Jordan García

Personal information
- Full name: Jordan Javier Garcia Bonett
- Date of birth: 20 June 2005 (age 21)
- Place of birth: El Retén, Colombia
- Height: 1.88 m (6 ft 2 in)
- Position: Goalkeeper

Team information
- Current team: Atlante (on loan from León)
- Number: 33

Youth career
- Fortaleza

Senior career*
- Years: Team / Apps / (Gls)
- 2023–2025: Fortaleza / 50 / (0)
- 2026–: León / 3 / (0)
- 2026–: → Atlante (loan) / 0 / (0)

International career
- 2025: Colombia U20 / 17 / (0)

= Jordan García =

Colombian footballer

Jordan Javier Garcia Bonett (born 20 June 2005) is a Colombian footballer who plays as a goalkeeper for Liga MX club Atlante, on loan from León.

==Club career==
Born in El Retén, Colombia, García started his career with Fortaleza and made his professional debut at the age of 17. During the 2025 season, he recorded an average of 0.69 goals conceded per match and a save percentage of over 84%.

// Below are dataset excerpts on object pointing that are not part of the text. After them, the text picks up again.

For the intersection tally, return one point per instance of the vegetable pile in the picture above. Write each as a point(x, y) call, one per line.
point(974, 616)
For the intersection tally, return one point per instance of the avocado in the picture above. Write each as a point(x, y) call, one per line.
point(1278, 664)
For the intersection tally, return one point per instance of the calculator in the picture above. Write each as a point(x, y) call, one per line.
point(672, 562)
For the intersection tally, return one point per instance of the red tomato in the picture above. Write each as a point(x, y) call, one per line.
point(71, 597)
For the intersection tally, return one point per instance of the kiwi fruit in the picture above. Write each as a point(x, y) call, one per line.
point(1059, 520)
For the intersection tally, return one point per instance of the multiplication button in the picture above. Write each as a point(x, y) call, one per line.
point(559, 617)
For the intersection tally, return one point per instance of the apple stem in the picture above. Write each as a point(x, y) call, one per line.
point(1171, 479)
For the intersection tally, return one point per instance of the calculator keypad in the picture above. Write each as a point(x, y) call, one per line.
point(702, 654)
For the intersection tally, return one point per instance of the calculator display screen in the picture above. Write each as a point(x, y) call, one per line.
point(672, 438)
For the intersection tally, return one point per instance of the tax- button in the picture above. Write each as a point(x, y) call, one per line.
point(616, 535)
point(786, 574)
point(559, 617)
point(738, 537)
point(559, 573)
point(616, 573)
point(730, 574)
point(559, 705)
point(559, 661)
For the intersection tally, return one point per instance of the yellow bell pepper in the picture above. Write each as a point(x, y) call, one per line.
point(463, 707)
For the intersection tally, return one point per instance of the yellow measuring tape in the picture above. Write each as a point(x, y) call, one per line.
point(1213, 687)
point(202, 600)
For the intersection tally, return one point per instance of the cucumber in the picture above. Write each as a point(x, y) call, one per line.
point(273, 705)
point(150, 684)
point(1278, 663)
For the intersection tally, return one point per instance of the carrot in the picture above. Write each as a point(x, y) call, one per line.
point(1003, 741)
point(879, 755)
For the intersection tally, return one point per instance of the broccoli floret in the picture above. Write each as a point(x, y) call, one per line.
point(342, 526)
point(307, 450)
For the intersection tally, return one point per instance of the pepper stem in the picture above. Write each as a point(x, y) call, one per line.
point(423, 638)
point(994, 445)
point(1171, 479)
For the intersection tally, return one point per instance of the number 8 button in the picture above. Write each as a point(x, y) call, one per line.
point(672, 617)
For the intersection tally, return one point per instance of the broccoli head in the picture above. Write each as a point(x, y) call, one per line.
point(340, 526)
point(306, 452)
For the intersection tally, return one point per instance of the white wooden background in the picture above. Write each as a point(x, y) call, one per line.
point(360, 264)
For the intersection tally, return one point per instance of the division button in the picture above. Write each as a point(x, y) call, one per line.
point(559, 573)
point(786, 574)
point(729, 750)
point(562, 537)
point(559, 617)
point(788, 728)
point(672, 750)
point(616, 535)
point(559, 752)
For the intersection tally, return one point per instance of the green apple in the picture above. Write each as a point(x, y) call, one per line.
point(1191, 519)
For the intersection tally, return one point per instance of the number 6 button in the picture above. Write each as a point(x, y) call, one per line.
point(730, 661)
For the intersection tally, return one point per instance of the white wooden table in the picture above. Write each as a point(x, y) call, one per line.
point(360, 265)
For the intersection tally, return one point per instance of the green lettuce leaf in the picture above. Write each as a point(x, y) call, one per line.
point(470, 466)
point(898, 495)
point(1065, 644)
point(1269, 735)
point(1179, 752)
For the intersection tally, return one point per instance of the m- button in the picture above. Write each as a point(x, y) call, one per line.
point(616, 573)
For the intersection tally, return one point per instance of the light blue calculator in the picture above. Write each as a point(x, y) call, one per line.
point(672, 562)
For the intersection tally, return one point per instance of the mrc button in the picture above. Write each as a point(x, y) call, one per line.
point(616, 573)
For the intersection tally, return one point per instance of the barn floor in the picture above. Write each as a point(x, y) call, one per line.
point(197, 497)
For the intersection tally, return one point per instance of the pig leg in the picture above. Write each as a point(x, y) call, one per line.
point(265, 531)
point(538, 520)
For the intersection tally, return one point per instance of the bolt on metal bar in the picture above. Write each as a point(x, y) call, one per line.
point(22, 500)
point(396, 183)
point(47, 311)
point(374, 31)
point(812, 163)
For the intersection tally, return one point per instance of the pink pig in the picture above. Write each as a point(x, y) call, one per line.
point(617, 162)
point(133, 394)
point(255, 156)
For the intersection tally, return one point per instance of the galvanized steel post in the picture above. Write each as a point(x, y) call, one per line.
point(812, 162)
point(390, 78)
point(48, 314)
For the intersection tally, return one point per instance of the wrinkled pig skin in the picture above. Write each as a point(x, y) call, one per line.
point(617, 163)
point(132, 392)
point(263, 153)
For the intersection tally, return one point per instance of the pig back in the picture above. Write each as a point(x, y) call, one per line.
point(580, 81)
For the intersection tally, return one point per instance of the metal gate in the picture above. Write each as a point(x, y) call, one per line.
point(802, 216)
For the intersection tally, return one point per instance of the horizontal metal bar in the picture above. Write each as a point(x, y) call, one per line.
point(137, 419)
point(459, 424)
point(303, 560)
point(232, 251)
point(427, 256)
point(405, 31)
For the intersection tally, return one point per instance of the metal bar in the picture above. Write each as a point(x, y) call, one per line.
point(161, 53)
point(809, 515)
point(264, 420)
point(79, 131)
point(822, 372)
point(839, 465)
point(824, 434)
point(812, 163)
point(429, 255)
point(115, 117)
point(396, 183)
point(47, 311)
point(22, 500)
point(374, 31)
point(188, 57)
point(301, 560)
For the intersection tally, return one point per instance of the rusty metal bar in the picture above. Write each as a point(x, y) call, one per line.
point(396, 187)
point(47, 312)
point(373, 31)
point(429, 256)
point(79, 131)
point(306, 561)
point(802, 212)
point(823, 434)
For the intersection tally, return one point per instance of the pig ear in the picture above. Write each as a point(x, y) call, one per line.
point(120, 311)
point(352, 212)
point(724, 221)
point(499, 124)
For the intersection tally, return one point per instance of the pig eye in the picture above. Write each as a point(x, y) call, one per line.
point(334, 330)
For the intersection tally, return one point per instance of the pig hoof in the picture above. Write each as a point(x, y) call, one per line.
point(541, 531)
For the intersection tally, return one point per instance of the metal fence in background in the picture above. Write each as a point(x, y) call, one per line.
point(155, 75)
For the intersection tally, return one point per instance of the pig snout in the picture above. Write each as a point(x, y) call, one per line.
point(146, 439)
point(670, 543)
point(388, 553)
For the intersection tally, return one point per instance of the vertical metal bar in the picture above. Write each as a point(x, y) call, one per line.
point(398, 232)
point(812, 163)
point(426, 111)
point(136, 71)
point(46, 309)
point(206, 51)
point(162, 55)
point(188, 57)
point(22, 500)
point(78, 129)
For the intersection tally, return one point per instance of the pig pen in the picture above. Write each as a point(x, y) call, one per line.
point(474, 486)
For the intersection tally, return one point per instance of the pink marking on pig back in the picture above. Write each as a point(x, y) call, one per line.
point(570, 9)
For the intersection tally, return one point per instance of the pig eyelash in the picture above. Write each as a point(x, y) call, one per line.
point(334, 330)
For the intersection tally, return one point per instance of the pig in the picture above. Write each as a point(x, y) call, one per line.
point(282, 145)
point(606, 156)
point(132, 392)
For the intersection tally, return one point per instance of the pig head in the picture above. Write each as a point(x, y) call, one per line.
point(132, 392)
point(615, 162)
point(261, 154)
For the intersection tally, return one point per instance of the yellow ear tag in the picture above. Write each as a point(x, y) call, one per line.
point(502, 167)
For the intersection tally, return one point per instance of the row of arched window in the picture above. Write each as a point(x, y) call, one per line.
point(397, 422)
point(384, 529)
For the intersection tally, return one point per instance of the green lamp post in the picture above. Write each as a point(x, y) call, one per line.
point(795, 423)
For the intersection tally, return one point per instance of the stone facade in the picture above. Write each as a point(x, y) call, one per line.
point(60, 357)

In June 2025, García was transferred to Liga MX club León under an agreement set to take effect in January 2026. In April 2026, he was included by CIES Football Observatory in the list of the 100 goalkeepers who did not yet turn 23 with the highest estimated transfer value.

On 11 August 2026, García was loaned to Atlante.

==International career==
García represented Colombia at under-20 level in both the 2025 South American Championship and the 2025 FIFA World Cup.